A crippling puncher, particularly with the right hook, the 6ft 2in southpaw made history last December as the first Anglo-Irish traveller to win a boxing world title, mauling Russia's previously unbeaten Matt Korobov in six rounds over in Las Vegas.
2. Tyson Fury
Son of one-time 'King of the Gypsies' John Fury - an ex-pro and legendary knuckle fighter - the reigning British, Commonwealth and European Heavyweight king claims he fights as much to uphold the family's fighting name as he does for titles and money.
Unlike his father, Tyson was raised in relative affluence in the Cheshire countryside and started conventional boxing relatively late. Nevertheless, he proved a natural fighting man, bagging World Junior bronze, European Junior silver and a senior ABA title while still a teenager.
Every bit as proud and plucky as he is gifted, the 6ft 9in giant is also deeply religious - a dichotomy quite at odds with his brash, foul-mouthed public persona.
Unbeaten in 23 with 17 stoppages, he will challenge for a version of the world title this year and, if he wins, he has the charisma to evolve into a huge crossover star.
1. Tony Sibson
Converted southpaw 'Sibbo' was one of the most vicious left hookers these isles have produced. This was never more evident than when he left ex-world middleweight king Alan Minter in a crumpled heap (wrsc3) in their European title tussle at Wembley Arena in 1981.

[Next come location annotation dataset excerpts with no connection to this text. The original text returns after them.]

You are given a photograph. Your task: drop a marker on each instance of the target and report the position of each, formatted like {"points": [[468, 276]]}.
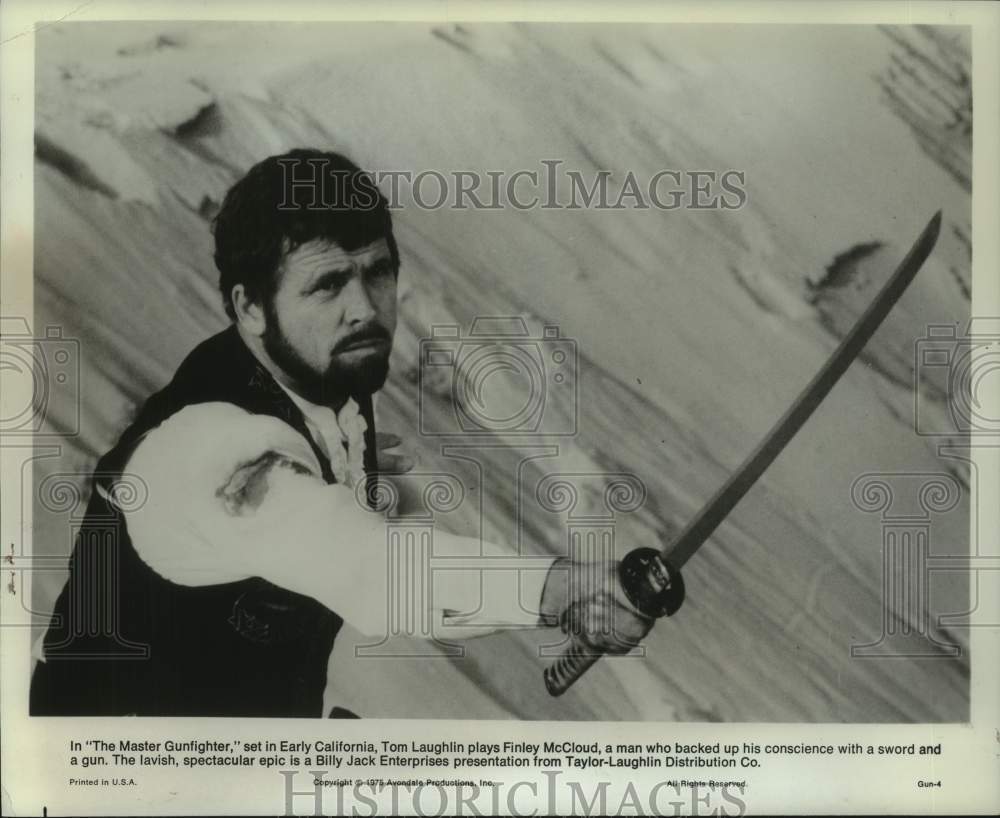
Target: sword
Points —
{"points": [[651, 581]]}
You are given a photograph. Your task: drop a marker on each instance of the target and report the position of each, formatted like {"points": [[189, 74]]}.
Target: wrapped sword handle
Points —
{"points": [[652, 586]]}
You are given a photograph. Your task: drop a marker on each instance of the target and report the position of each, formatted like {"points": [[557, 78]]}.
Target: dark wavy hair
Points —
{"points": [[265, 216]]}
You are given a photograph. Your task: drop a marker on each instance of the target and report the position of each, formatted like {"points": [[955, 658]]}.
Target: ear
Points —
{"points": [[249, 311]]}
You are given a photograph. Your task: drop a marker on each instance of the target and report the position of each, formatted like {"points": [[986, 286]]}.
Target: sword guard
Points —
{"points": [[653, 586]]}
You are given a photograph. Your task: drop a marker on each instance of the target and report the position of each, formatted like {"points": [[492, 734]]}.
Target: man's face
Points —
{"points": [[332, 318]]}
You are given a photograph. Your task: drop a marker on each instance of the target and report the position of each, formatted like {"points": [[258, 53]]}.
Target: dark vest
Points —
{"points": [[125, 641]]}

A semi-literate son of a 'wheeler dealer', he was raised in Leicester with horses in his backyard. Just 5ft 8in tall, his formidable strength was honed carrying the hod at 14 and later working in an abattoir, long before he turned pro on his 18th birthday.
As quick as he was powerful, stocky 'Sibbo' won British, Commonwealth and European titles (twice each) and had three world title cracks - at Marvin Hagler, Dennis Andries and Frank Tate. Alas, he was stopped on each occasion.
Nevertheless, he would almost certainly have won a world title and enjoyed a lengthy reign had he operated in today's fragmented climate.
Honourable mention: Gary Cooper, Tony Collins, Mark Baker, PJ Gallagher, Tony Oakey, Matthew Barney, Tony Doherty, Martin Power, Isaac 'Argie' Ward, John O'Donnell, Martin Ward, Brad Pitt!